CHARTER OF THE COMPENSATION COMMITTEE

of the

BOARD OF DIRECTORS

of

MODERN MEDIA ACQUISITION CORP.

(Effective             , 2017)

1. Purpose; Duties. The primary purposes of the Compensation Committee (the “Committee”) of the Board of Directors (the “Board”) of Modern Media Acquisition Corp., (the “Company”) are to: (a) assist the Board in meeting its responsibilities with regard to oversight and determination of executive compensation, including the compensation of the Company’s Chief Executive Officer; (b) to administer or provide for the administration of the Company’s equity-based or equity-linked compensation plans, bonus or other incentive plans and deferred compensation plans, when and if adopted, after consultation with management and (c) any such other actions within the scope of this charter (this “Charter”) as the Committee or Board deems necessary or appropriate.

2. Membership; Appointment. The size of the Committee shall be determined by the Board, but it shall consist of no fewer than two members. Each member of the Committee: (1) shall satisfy the applicable independence requirements set forth in the rules of The NASDAQ Stock Market; (2) shall be an “outside director” for purposes of Section 162(m) of the Internal Revenue Code; (3) shall be a “non-employee director” for purposes of Rule 16b-3 promulgated under the Securities Exchange Act of 1934; and (4) shall satisfy any other requirements imposed by applicable law, regulations or rules. In determining whether a Board member is eligible to serve on the Committee, the Board must consider all factors specifically relevant to determining whether the Board member has a relationship to the Company that is material to the Board member’s ability to be independent from management in connection with the duties of a Committee member or that would impair the Board member’s ability to make independent judgments about the Company’s executive compensation. These factors must include but are not limited to (i) the source of compensation of the Board member, including any consulting, advisory or other compensatory fee paid by the Company to the Board member and (ii) whether the Board member is affiliated with the Company, a subsidiary of the Company or any affiliate of a subsidiary of the Company.

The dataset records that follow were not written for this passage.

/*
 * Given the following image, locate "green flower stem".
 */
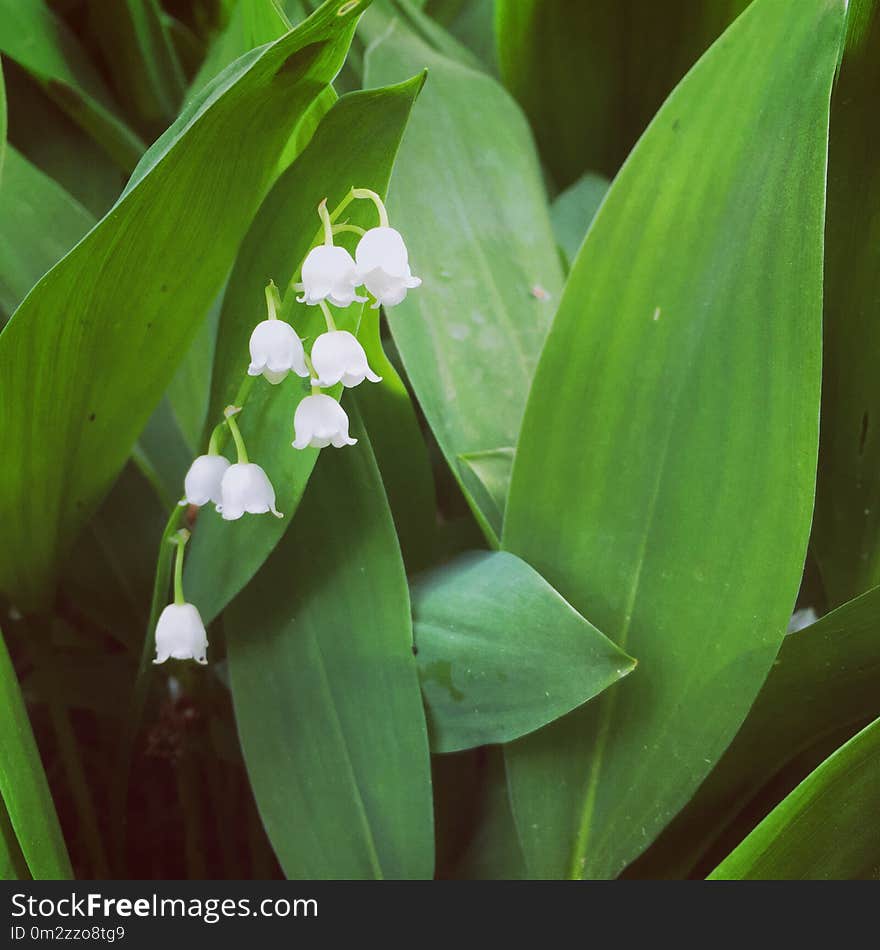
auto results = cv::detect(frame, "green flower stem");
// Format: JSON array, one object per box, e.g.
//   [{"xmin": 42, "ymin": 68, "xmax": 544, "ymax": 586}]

The members of the Committee will be appointed by and serve at the discretion of the Board. Committee members may be removed at any time by a majority vote of independent directors. The Board will appoint the Chairperson of the Committee. If the Board fails to appoint a Chairperson, the members of the Committee may designate a Chairperson by majority vote of the full Committee.

3. Specific Responsibilities and Duties. The Board delegates to the Committee the express authority to do the following, to the fullest extent permitted by applicable law, rules and regulations, and the Company’s charter and by-laws:

(a) The Committee will develop and implement the Company’s compensation policies and programs for Executive Officers (as such term is defined under the Securities Exchange Act of 1934 and related rules and regulations).

(b) The Committee will review and approve, at least annually, corporate goals and objectives relevant to the compensation of the Chief Executive Officer and the other Executive Officers of the Company.


(c) The Committee will evaluate the performance of the Chief Executive Officer and the other Executive Officers in the light of those corporate goals and objectives. The Committee will approve the calculation of the Chief Executive Officer’s and the other Executive Officers’ incentive compensation based on the applicable performance metrics used in evaluating the Executive Officers. The Committee will determine and approve compensation levels for the Executive Officers, including the Chief Executive Officer, based on those evaluations and any other factors as it deems appropriate. The Committee will review and approve, as appropriate (i) base salary, (ii) annual bonus, (iii) long-term incentive compensation, including any equity or equity-linked compensation, and (iv) any other compensation, perquisites, and special or supplemental benefits for the Company’s Chief Executive Officer and other Executive Officers, when and if adopted. The Chief Executive Officer may not be present during voting or deliberations by the Committee on his or her compensation.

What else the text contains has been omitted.